Scam2Prompt: A Scalable Framework for Auditing Malicious Scam Endpoints in Production LLMs
Zhiyang Chen , Tara Saba , Xun Deng , Xujie Si , Fan Long
Published on arXiv
2509.02372
Data Poisoning Attack
OWASP ML Top 10 — ML02
Training Data Poisoning
OWASP LLM Top 10 — LLM03
Sensitive Information Disclosure
OWASP LLM Top 10 — LLM06
Key Finding
Innocuous prompts trigger malicious scam URL generation in 12.7%–43.8% of cases across seven 2025 production LLMs, while state-of-the-art guardrails detect fewer than 0.3% of such outputs
Scam2Prompt
Novel technique introduced
Large Language Models (LLMs) have become critical to modern software development, but their reliance on uncurated web-scale datasets for training introduces a significant security risk: the absorption and reproduction of malicious content. To systematically evaluate this risk, we introduce Scam2Prompt, a scalable automated auditing framework that identifies the underlying intent of a scam site and then synthesizes innocuous, developer-style prompts that mirror this intent, allowing us to test whether an LLM will generate malicious code in response to these innocuous prompts. In a large-scale study of four production LLMs (GPT-4o, GPT-4o-mini, Llama-4-Scout, and DeepSeek-V3), we found that Scam2Prompt's innocuous prompts triggered malicious URL generation in 4.24% of cases. To test the persistence of this security risk, we constructed Innoc2Scam-bench, a benchmark of 1,559 innocuous prompts that consistently elicited malicious code from all four initial LLMs.
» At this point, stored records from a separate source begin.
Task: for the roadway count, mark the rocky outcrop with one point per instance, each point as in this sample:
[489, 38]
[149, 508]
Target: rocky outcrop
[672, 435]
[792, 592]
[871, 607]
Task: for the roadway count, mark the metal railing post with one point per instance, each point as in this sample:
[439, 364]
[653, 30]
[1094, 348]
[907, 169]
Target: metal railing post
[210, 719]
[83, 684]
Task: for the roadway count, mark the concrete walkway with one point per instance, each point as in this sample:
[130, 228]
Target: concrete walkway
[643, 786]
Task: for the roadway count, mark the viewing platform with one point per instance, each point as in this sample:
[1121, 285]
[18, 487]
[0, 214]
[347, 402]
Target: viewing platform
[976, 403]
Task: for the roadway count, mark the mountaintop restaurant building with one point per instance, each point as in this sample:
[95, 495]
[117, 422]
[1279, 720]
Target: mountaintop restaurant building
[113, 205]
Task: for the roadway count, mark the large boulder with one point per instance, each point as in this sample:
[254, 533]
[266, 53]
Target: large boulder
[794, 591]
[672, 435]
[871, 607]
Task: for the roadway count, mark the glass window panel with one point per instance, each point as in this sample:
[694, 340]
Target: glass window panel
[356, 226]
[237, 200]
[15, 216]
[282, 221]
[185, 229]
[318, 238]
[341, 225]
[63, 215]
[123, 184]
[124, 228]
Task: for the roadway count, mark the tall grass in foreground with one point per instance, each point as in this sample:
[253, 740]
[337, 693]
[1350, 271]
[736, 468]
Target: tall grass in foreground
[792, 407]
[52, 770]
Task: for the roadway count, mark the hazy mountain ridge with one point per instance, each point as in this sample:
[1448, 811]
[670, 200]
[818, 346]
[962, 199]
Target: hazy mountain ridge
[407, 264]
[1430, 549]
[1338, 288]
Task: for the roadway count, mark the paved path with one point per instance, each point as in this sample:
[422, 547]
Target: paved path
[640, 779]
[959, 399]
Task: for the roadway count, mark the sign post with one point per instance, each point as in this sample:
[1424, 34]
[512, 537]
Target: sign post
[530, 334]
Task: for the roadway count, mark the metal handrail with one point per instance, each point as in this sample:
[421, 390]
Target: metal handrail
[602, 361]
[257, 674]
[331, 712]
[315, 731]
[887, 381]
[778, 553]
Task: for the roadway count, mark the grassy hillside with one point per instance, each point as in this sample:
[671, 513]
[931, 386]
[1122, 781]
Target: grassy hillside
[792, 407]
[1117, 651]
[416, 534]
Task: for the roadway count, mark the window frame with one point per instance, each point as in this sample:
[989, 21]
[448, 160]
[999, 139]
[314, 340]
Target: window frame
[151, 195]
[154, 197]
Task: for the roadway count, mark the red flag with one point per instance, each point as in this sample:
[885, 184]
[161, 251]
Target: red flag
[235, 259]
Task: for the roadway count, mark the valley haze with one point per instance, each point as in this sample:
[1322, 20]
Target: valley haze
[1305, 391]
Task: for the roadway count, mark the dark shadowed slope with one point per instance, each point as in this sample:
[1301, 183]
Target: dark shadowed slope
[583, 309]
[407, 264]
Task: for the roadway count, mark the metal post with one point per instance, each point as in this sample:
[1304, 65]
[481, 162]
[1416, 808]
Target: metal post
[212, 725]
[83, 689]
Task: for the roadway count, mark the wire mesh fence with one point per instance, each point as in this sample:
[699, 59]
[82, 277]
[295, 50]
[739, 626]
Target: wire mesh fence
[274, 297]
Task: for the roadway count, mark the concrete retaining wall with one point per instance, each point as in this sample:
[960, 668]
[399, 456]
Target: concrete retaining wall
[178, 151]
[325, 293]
When applied to seven additional production LLMs released in 2025, we found the vulnerability is not only present but severe, with malicious code generation rates ranging from 12.7% to 43.8%. Furthermore, existing safety measures like state-of-the-art guardrails proved insufficient to prevent this behavior, with an overall detection rate of less than 0.3%.
Key Contributions
- Scam2Prompt: an automated pipeline that infers scam site intent and synthesizes innocuous developer-style prompts to audit production LLMs for malicious code generation at scale
- Innoc2Scam-bench: a curated benchmark of 1,559 innocuous prompts that consistently elicit malicious scam URL generation across all tested LLMs
- Large-scale evaluation across 11 production LLMs (including 7 released in 2025) showing 12.7–43.8% malicious code generation rates and <0.3% detection by state-of-the-art guardrails
🛡️ Threat Analysis
Web-scale training data contains malicious scam endpoints that get absorbed by LLMs; the paper's central thesis is that this training data contamination directly causes LLMs to output malicious code — co-tagged per LLM03 requirement.